Vauxhall is not the fleet force it once was as owner Stellantis moves to boost profits by aiming more at private buyers. However not all fleet sales are low margin and Vauxhall really needs this electric Astra to increase its appeal for business users.Almost 70 percent of electric cars registered in October went to fleets and businesses, according to motor industry lobby group SMMT.

The charm of electric for business drivers is of course the very low benefit-in-kind tax, now by far the biggest tax incentive for electric car buyers.

Vauxhall’s decision to also make an estate version will also play well with fleet buyers, who veer more towards estates than private buyers do.

Right now the best selling estate in the UK is the Toyota Corolla hybrid, with the similar sized MG5 electric no2. The Astra sits in the same category but will likely cost more than both, given it’ll almost certainly use the same higher nickel content battery fitted in the Peugeot e-308 sister car.

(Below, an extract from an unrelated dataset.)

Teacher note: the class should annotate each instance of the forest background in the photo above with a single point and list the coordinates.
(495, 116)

However the Astra’s good looks and that enduring tax incentive will ensure sales for both models should run at a decent clip, possibly even overtaking Vauxhall’s current best-selling electric car, the Mokka-E small SUV.

The hatchback will face a wider pool of competitors, including the much cheaper but equally eye-catching MG4, which costs from £25,995. Stellantis will be trying to ignore that to pitch more at the £36,990 VW ID3 and the Renault Megane E-tech starting from the same price as the VW.